Dear Gov. Scott:
I appreciate your letter of June 5, echoing the concerns Maj. Gen. Emmett R. Titshaw Jr. publicly expressed about sequestration in his opinion column published last month by the National Guard Association of The United States.
I have had my staff examining the Florida National Guard’s risk assessment and requests for relief, as well as the Department of Defense’s consideration of those requests; and, any actions taken by authorities so far to mitigate possible readiness risks during the 2013 hurricane season.
As was reported today by Gannett newspapers in Florida, Sen. Marco Rubio and I both agree nothing can be changed right now with only a few months left in this fiscal year.
Instead, you could be enormously helpful by urging some of the Florida Republican members of Congress to get rid of the sequester by exploring with us more sensible and strategic ways to reduce the budget for the next fiscal year, starting Oct. 1.
Regarding your concern about increased costs to the state, let me share with you what I have received from the legal office of FEMA Director Craig Fugate. If you as Governor activate the National Guard in anticipation of a federal disaster, the state’s costs, including the costs to recall any furloughed Guardsmen, will be fully reimbursable by FEMA.
Specifically: “For the purposes of FEMA Public Assistance (PA) Emergency Work reimbursement, the National Guard must be activated by the Governor to conduct disaster related emergency work.
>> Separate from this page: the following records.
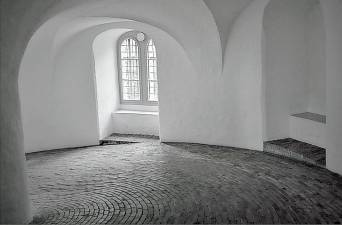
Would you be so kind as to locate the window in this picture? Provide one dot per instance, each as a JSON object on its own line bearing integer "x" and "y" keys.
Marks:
{"x": 138, "y": 70}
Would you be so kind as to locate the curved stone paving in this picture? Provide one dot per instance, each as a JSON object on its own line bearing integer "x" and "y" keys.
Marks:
{"x": 179, "y": 183}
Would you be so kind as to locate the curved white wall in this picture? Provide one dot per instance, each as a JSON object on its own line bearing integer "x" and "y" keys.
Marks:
{"x": 332, "y": 21}
{"x": 107, "y": 88}
{"x": 186, "y": 95}
{"x": 294, "y": 71}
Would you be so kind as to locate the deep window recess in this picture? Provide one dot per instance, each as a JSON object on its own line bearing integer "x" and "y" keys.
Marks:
{"x": 138, "y": 76}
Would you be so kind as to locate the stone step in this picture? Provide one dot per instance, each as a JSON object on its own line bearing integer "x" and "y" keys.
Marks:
{"x": 297, "y": 150}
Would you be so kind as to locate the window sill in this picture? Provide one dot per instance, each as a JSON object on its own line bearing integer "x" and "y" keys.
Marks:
{"x": 136, "y": 112}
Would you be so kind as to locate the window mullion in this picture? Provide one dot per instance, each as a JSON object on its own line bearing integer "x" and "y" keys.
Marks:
{"x": 144, "y": 80}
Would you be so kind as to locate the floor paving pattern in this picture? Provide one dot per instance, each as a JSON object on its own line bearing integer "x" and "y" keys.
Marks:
{"x": 157, "y": 183}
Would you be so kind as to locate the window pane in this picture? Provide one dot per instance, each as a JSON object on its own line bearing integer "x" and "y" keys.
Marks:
{"x": 130, "y": 77}
{"x": 152, "y": 72}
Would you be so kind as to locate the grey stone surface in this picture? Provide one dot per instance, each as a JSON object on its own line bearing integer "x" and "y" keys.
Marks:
{"x": 128, "y": 138}
{"x": 179, "y": 183}
{"x": 298, "y": 150}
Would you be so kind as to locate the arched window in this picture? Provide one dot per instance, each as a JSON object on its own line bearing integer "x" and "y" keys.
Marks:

This would include the activation of National Guardsmen who are on furlough (dual status technicians).
“Under a Presidential disaster declaration, FEMA reimburses the State (Grantee), subject to the State cost-share, for costs in excess of those incurred for weekend drills and annual training and other non-disaster related activations.”
Again, thank you for your letter in support of our ongoing efforts to define and explore alternatives.